Mr. Wade takes his leave after a ruling from Judge Scott McAfee that he or Ms. Willis could prosecute the case, but not both of them, due to a “significant appearance of impropriety that infects the current structure of the prosecution team.” The judge found that Ms. Willis’s behavior with respect to Mr. Wade has been defined by a “tremendous lapse in judgment.”

Mr. Trump and a group of his co-defendants argue that the romantic relationship between Mr. Wade and Ms. Willis predated his hiring. The prosecutorial pair deny it, but Judge McAfee detected an “odor of mendacity” around how Ms. Willis and Mr. Wade handled, under oath, the story of when their relationship began. Once he was hired, Mr. Wade took Ms. Willis on trips to places like Aruba, Belize, and Napa Valley. 

Judge McAfee found that the “evidence did not establish the District Attorney’s receipt of a material financial benefit as a result of her decision to hire and engage in a romantic relationship” with Mr. Wade. He reckons that Ms. Willis’s contention that she paid Mr. Wade back with cash is “not so incredible as to be inherently unbelievable.” The “financial gain flowing” from her hiring of Mr.
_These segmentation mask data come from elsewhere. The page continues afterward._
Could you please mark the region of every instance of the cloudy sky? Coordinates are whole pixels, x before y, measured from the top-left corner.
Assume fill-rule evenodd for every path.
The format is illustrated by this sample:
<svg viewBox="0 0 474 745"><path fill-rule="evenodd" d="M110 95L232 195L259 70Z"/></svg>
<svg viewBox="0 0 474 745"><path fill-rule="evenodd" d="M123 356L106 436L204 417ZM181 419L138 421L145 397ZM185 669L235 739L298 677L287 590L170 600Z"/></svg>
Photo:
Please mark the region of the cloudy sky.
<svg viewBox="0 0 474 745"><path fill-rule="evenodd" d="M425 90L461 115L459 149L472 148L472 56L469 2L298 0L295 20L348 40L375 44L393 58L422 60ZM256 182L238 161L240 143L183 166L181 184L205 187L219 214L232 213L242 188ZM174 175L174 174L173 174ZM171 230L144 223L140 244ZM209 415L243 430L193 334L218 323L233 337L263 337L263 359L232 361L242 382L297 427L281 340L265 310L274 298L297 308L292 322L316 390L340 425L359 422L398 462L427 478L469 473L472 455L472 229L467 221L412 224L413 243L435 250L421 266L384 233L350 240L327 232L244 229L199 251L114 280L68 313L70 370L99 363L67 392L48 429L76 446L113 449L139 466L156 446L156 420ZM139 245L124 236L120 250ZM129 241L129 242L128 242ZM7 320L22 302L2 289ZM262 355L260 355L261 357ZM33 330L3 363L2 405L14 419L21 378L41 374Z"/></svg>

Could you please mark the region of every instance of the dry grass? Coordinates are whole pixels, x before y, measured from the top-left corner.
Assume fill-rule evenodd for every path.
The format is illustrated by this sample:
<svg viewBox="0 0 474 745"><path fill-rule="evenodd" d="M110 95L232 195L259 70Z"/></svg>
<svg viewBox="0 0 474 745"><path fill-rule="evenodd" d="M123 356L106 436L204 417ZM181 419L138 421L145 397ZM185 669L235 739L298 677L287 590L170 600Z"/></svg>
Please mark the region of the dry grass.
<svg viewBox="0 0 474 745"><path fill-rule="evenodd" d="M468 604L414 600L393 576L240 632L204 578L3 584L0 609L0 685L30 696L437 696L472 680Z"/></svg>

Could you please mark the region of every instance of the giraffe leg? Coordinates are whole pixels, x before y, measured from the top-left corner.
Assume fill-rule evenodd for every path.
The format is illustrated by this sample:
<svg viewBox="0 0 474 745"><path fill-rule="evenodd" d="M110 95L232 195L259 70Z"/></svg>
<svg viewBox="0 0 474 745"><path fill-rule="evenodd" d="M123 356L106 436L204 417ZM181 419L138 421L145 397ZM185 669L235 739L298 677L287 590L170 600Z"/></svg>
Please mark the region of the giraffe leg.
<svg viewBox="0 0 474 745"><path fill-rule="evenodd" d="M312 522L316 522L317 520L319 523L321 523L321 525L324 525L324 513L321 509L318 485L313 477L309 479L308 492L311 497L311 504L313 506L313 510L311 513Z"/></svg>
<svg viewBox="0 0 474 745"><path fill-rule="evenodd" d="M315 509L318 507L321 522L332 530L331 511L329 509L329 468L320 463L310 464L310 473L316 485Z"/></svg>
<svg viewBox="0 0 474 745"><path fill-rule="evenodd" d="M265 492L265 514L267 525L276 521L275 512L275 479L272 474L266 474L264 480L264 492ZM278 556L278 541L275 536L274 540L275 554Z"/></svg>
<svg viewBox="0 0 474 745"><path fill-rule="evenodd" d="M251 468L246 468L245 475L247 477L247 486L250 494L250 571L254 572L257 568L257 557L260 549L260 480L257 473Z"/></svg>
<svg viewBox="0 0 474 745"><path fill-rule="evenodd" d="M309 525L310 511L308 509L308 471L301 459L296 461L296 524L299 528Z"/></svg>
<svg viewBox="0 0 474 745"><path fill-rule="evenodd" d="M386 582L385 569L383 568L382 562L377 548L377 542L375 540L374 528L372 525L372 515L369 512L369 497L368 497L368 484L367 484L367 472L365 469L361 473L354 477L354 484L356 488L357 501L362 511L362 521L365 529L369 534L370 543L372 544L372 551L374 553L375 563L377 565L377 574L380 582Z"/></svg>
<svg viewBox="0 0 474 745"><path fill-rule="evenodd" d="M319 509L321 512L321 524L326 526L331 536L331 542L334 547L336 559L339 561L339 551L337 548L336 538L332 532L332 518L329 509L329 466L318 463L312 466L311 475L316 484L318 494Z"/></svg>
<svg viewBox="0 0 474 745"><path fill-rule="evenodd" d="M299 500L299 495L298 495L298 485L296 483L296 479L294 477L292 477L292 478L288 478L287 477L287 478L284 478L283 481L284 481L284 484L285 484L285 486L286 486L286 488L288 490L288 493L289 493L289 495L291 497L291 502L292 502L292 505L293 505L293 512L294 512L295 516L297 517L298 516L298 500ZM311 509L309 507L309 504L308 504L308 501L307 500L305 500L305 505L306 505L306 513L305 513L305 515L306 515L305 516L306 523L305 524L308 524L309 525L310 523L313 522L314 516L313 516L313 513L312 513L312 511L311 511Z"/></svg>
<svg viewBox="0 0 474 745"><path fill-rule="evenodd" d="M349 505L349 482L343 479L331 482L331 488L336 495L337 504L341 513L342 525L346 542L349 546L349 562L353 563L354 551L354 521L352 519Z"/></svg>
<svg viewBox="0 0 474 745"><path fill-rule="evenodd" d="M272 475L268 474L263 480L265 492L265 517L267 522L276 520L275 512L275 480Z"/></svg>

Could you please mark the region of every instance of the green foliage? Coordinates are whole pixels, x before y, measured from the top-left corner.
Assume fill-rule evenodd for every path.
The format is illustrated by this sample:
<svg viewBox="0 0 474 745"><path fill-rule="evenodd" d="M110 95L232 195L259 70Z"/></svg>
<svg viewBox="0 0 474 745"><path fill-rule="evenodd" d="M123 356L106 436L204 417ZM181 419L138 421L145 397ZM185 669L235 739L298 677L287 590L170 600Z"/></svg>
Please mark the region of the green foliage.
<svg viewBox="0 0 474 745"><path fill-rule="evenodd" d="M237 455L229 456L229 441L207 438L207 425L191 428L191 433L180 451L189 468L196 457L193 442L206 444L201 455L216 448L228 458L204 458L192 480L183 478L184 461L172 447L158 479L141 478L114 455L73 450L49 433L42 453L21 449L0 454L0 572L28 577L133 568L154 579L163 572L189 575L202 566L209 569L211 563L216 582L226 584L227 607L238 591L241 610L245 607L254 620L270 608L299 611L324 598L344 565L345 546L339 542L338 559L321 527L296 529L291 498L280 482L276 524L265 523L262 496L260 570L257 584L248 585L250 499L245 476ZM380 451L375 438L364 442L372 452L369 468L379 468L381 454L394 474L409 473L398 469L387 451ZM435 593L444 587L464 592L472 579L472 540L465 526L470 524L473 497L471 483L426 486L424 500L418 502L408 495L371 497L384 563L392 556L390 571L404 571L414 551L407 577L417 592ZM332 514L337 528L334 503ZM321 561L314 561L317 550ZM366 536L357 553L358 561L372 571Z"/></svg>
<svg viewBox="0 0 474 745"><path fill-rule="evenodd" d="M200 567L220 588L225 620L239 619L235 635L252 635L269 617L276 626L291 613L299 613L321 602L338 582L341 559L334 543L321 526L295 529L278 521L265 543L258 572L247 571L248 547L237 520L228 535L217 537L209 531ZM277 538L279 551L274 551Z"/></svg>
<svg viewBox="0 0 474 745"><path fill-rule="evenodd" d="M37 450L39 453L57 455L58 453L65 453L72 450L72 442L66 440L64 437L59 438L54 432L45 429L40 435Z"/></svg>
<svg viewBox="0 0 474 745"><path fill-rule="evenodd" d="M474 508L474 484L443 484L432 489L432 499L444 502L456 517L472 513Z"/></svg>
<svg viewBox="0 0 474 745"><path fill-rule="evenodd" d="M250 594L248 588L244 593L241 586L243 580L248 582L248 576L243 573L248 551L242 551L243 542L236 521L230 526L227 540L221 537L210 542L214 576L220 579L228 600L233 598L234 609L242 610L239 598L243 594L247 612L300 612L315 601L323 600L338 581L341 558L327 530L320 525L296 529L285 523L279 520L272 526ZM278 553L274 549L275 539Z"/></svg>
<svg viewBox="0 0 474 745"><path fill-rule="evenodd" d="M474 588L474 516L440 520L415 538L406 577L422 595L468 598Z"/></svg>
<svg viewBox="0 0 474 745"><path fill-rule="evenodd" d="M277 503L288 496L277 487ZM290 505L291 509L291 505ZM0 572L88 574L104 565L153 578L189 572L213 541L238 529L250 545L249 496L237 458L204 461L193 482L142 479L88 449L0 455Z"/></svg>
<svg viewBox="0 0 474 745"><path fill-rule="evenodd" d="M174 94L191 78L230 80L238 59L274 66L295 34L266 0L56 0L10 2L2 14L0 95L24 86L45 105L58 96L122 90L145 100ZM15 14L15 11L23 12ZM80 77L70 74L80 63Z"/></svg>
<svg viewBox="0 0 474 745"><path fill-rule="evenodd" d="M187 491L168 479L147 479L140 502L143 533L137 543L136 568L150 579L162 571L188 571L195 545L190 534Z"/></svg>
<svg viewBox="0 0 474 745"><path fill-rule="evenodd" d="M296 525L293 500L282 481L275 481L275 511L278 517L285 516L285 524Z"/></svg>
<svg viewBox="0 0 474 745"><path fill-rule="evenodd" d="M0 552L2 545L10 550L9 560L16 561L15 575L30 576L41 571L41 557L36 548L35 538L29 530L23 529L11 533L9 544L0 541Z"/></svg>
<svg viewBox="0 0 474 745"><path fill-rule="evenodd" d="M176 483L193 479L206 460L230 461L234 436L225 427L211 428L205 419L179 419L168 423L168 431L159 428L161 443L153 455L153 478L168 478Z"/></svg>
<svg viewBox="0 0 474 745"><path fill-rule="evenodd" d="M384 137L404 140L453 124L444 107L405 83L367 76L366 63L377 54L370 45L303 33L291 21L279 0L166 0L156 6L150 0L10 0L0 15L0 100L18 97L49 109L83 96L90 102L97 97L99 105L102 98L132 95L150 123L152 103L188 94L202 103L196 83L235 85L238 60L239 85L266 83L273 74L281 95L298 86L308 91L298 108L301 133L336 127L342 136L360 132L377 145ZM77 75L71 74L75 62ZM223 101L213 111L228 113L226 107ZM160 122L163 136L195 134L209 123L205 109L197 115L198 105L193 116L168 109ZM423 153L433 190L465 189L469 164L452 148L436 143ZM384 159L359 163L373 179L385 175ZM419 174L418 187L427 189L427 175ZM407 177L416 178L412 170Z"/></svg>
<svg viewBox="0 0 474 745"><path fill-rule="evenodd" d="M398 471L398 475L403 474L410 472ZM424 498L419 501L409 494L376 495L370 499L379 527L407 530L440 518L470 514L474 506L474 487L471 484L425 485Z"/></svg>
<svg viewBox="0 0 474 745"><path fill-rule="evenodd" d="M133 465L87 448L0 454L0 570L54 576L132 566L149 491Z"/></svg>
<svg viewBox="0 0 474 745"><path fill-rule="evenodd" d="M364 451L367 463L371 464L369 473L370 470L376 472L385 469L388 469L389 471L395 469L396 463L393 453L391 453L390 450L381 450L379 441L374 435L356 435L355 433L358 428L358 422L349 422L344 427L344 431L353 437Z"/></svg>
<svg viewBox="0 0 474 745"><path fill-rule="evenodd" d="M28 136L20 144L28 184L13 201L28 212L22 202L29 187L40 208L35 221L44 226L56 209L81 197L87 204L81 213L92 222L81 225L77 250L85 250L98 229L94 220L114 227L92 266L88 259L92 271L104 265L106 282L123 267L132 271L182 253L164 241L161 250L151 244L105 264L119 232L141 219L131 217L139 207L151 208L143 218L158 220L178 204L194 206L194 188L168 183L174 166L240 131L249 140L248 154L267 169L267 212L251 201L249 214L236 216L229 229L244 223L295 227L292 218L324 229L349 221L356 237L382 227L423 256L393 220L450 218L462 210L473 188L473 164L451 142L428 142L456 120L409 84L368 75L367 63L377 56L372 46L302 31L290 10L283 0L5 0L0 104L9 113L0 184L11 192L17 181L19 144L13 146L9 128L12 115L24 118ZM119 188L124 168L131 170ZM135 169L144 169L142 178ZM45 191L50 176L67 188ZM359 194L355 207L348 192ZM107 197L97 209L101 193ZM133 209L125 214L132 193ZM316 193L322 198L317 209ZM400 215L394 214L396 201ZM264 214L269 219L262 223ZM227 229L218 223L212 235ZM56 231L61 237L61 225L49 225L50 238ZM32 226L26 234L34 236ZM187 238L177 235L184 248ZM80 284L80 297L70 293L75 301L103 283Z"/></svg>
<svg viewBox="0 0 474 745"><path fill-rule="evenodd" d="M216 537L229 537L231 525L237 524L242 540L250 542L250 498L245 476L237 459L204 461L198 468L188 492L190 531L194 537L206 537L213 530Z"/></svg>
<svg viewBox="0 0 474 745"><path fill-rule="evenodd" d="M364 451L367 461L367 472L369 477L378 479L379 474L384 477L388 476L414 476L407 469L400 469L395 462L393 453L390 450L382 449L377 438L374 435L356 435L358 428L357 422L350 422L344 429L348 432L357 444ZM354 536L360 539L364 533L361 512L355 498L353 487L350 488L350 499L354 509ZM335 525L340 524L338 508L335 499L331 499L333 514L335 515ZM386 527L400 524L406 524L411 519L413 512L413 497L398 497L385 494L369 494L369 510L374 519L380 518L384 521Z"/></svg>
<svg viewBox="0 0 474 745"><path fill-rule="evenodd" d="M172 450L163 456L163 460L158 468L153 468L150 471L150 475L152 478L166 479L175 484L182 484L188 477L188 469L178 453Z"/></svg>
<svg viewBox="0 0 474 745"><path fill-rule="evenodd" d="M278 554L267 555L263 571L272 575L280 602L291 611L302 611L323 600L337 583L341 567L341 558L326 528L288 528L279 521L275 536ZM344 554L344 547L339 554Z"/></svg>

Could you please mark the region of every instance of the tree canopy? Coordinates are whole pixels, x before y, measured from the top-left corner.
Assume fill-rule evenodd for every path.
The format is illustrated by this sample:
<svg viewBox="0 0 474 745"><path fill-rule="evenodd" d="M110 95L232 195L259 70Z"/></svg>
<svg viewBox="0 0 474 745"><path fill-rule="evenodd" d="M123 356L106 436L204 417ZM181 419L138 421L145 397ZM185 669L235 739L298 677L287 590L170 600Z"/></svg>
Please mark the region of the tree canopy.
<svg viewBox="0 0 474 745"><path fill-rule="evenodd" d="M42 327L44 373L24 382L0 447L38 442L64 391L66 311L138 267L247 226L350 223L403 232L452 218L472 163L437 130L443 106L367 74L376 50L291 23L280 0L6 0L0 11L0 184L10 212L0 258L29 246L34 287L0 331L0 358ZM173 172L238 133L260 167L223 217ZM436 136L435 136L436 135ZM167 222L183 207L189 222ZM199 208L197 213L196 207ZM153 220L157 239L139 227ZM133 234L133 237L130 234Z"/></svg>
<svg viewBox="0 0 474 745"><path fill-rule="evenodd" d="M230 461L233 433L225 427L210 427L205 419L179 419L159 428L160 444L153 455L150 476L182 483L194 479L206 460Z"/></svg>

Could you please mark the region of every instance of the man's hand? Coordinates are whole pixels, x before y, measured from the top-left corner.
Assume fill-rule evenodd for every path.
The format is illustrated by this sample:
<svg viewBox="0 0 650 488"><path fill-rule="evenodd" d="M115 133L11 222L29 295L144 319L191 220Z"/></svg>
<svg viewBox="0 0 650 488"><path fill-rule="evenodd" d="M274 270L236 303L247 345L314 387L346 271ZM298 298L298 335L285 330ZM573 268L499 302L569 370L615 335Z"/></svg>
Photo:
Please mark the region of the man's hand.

Wade, the jurist finds, “was not a motivating factor on the part of the District Attorney to indict and prosecute this case.”

Nevertheless, Judge McAfee declared that “a perceived conflict in the reasonable eyes of the public threatens confidence in the legal system itself,” and reasons that when “this danger goes uncorrected, it undermines the legitimacy and moral force of our already weakest branch of government.” Judge McAfee appears affronted by Ms. Willis’s declaration that her relationship with Mr. Wade, whom she has paid more than $650,000 of taxpayer money, is “stronger than ever.”

Mr. Wade’s resignation means that Ms. Willis and her office will stay on the case, one of the most highly anticipated in American history, pending a likely appeal from the defendants to a Georgia appellate court. In his resignation letter, Mr. Wade writes that he departs “in the interest of democracy, in dedication to the American public, and to move this case forward as quickly as possible.”

The erstwhile special prosecutor, whose affair with Ms. Willis transpired as he was undergoing a divorce from his wife of 16 years, Joycelyn. He adds in his resignation letter that the “furtherance of the rule of law and democracy is and has always been the North Star of our combined efforts in the prosecution of those who are alleged to have attempted to overthrow the results of Georgia’s 2020 Presidential Election.”

In a letter accepting her former boyfriend’s resignation, Ms. Willis writes, “I compliment you for the professionalism and dignity you have shown over the last 865 days, as you have endured threats against you and your family, as well as unjustified attacks in the media and in court on your reputation as a lawyer.”